Male and female offspring

Anogenital distance (AGD)

AGD at PND 1 and 23 was measured using a microscope with a reticle eye piece and a correction factor used to translate ocular units to mm. Normalization of AGD to body weight was performed as described by Gallavan et al. (1999).

Sample collection

Male and female offspring at PND 23 were euthanized with carbon dioxide, followed by collection of blood by cardiac puncture and dissection of selected tissues. Body and organ weights (paired testes, paired epididymides, paired ovaries, uteri, liver and paired kidneys) were recorded.

Ovarian histology

Ovaries from all PND 23 female pups were fixed in 4% paraformaldehyde (Sigma-Aldrich, St. Louis, MO, USA) in PBS at 4 °C. Samples were then dehydrated and embedded in paraffin according to standard procedures and cut into 5-μm serial sections. After deparaffinization, slides were stained with hematoxylin QS (Vector Laboratories, Burlingame, CA) for 30 sec, washed in running water, and stained with a 1% eosin/alcohol solution (Sigma-Aldrich) for 2 min. The stained slides were dehydrated and mounted with Poly-Mount (Polyscience Inc., Warrington, PA, USA). Images were captured with a Zeiss AxioVision microscope and software (Carl Zeiss Microscopy, LLC, Thornwood, NY, USA) using the same exposure time for all images. Every fifth section was counted from the first section containing follicular cells until the last sections without follicular cells were observed. Only follicular cells that contained an oocyte with a nucleus were counted. Follicular cells were classified according to Pedersen and Peters (1968). The small, medium and large follicular cells corresponded to type 1-3a, 3b-5a, and 5b-8 of their classification, respectively. In addition, only type 7-8 follicular cells were counted. The sections were counted twice, and the average of the two counts was calculated and reported.

Testes histology

Testes from all PND 23 male pups were fixed in Bouin’s fixative overnight at 4 °C. Samples were then dehydrated and embedded in paraffin according to standard procedures and cut into 5-μm sections. The sections were stained with hematoxylin and eosin as mentioned above. All images were captured using the same exposure time with a Zeiss AxioVision microscope and software (Carl Zeiss Microscopy, LLC). For counting the number of spermatocytes per seminiferous tubule, a total of 40 seminiferous tubules from one or two male pups from each of 3 or 4 litters/group were selected at random based on the round shape of seminiferous tubules and stage VII-IX of spermatogenesis.

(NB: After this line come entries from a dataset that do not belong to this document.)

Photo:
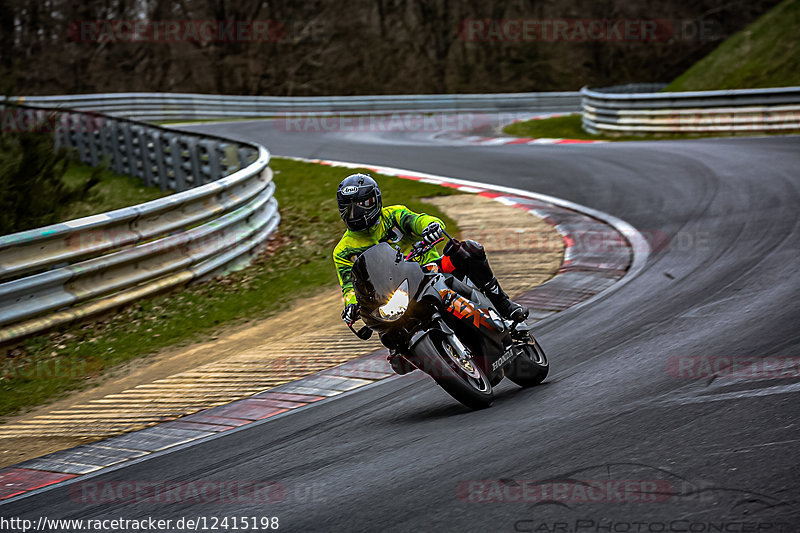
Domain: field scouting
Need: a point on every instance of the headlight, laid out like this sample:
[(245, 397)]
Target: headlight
[(397, 304)]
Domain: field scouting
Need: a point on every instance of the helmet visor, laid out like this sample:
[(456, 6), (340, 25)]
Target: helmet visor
[(358, 214)]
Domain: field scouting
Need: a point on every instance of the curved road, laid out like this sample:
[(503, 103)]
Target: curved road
[(402, 456)]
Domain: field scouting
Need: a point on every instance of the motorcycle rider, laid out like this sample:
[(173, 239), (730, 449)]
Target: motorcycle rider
[(369, 223)]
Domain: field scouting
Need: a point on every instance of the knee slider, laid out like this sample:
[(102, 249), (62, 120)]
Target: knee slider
[(475, 249)]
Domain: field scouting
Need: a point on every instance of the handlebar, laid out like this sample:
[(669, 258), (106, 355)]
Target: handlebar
[(420, 248)]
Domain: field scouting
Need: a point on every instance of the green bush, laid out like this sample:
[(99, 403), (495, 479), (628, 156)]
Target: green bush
[(32, 188)]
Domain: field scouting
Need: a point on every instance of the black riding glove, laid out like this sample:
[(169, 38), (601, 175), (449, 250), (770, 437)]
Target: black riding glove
[(432, 233), (350, 313)]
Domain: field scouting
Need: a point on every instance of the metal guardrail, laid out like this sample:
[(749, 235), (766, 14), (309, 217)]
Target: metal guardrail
[(734, 111), (218, 220), (169, 106)]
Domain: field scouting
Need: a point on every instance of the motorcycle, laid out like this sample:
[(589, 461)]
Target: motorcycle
[(443, 325)]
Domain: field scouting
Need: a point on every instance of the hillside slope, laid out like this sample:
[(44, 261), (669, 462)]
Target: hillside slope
[(765, 54)]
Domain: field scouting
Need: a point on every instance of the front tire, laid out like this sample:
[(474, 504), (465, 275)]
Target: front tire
[(530, 367), (436, 355)]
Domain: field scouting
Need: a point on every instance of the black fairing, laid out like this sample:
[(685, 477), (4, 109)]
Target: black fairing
[(378, 272)]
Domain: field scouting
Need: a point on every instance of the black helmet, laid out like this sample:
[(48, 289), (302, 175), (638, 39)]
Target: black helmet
[(359, 199)]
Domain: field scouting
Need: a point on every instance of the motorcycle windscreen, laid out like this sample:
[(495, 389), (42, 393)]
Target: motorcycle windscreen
[(379, 271)]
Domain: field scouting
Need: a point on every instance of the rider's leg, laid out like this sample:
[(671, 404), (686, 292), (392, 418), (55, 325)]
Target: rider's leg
[(469, 258)]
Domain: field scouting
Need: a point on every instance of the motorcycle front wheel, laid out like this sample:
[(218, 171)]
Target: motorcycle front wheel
[(438, 356), (530, 367)]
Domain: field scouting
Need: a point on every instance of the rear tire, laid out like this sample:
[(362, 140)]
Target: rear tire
[(431, 355), (530, 367)]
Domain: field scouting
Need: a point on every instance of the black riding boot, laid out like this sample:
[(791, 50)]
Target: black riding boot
[(469, 258), (510, 310)]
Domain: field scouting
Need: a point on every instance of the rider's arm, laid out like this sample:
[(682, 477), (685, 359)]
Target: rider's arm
[(344, 257), (411, 222)]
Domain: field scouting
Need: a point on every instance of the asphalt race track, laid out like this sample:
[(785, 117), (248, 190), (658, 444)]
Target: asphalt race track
[(709, 454)]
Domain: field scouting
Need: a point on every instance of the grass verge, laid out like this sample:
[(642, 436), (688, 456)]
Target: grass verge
[(569, 127), (45, 367), (110, 191)]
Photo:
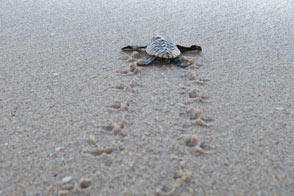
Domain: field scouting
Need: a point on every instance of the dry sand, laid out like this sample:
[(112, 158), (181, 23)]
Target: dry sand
[(73, 123)]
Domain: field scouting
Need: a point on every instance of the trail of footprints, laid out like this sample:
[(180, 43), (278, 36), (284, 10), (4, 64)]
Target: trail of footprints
[(194, 115)]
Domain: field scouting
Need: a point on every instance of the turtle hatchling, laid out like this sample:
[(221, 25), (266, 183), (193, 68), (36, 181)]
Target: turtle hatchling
[(161, 49)]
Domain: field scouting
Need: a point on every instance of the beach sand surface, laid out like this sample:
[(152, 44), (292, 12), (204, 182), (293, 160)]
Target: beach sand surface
[(75, 121)]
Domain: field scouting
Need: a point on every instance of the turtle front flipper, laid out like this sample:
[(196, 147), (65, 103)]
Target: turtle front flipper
[(133, 47), (147, 62), (185, 49), (179, 63)]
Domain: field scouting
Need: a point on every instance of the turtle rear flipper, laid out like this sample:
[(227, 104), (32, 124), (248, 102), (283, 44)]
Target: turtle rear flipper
[(147, 62), (185, 49), (133, 47)]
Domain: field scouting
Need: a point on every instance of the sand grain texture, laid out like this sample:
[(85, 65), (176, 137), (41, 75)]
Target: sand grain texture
[(59, 74)]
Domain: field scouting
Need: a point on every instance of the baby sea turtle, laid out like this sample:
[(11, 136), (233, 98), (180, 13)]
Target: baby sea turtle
[(160, 48)]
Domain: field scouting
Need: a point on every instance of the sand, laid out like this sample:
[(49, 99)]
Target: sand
[(75, 121)]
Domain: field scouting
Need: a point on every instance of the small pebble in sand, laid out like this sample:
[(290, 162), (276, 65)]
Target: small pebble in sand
[(188, 59), (92, 140), (85, 183), (66, 179), (192, 141), (116, 128), (194, 113), (201, 82), (135, 54), (123, 86), (201, 122), (131, 60), (138, 70), (133, 66), (124, 106), (203, 100), (194, 93), (194, 66)]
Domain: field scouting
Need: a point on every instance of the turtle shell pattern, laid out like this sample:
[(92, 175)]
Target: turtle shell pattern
[(162, 48)]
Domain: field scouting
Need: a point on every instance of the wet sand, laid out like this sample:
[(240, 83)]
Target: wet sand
[(72, 122)]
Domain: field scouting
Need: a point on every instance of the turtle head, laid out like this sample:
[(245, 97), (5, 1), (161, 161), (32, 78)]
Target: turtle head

Enumeration of Sertoli cells

To count Sertoli cells, we performed immunohistochemistry with an antibody to androgen receptor (AR) (Pelletier et al., 2000; Hutchison et al., 2008). In brief, slides of PND 23 male testes were deparaffinized and reacted with anti-AR antibody (1:100 dilution; Catalog #: sc-816; Santa Cruz Laboratories, Santa Cruz, CA, USA) and Elite ABC kit for rabbit IgG (Vector Laboratories, Burlingame, CA, USA). The peroxidase-labeled secondary antibody was detected using 3,3′-diaminobenzidine tetrahydrochloride (Acros Organics USA, Morris Plains, NJ, USA) as the chromogen. After immunohistochemistry, light microscopy was used to count the number of Sertoli cells per seminiferous tubule. Stage VII-IX of spermatogenesis in rat testes was selected for counting the number of Sertoli cells. Only round seminiferous tubules were selected for evaluation. Ten seminiferous tubules from one or two male pups from each of 3 litters/treatment group were selected.

Detection of apoptotic cells in testis sections

The terminal deoxynucleotidyl transferase-mediated deoxyuridine triphosphate nick-end labeling (TUNEL) method was performed using an in situ cell death detection kit (Roche Diagnostics Corp., Indianapolis, IN, USA) according to the manufacturer’s instructions. In brief, sections of PND 23 testes were treated with 10 μg/ml proteinase K in phosphate-buffered saline (PBS) at 37°C for 30 min, washed with PBS and incubated with TUNEL reaction mixture at 37°C for 60 min. After incubation, the sections were washed with PBS and counter-stained with 1 μg/ml propidium iodide (MP Biomedicals, Solon, OH, USA). Images were recorded using the same exposure time with a Zeiss AxioVision microscope and software (Carl Zeiss Microscopy, LLC). The number of seminiferous tubules with fluorescent signals (apoptotic cells) was counted using four images captured under lower magnification at random from each sample. The criterion for quantifying the fluorescent signals was 0, 1-2 and 3 or more signals per tubule (Blanchard et al., 1996). Only round seminiferous tubules of a similar size were selected. This procedure was performed on one animal from each of 3 or 4 litters/treatment group. The results were quantified by calculating the percentage of seminiferous tubules with apoptotic cells.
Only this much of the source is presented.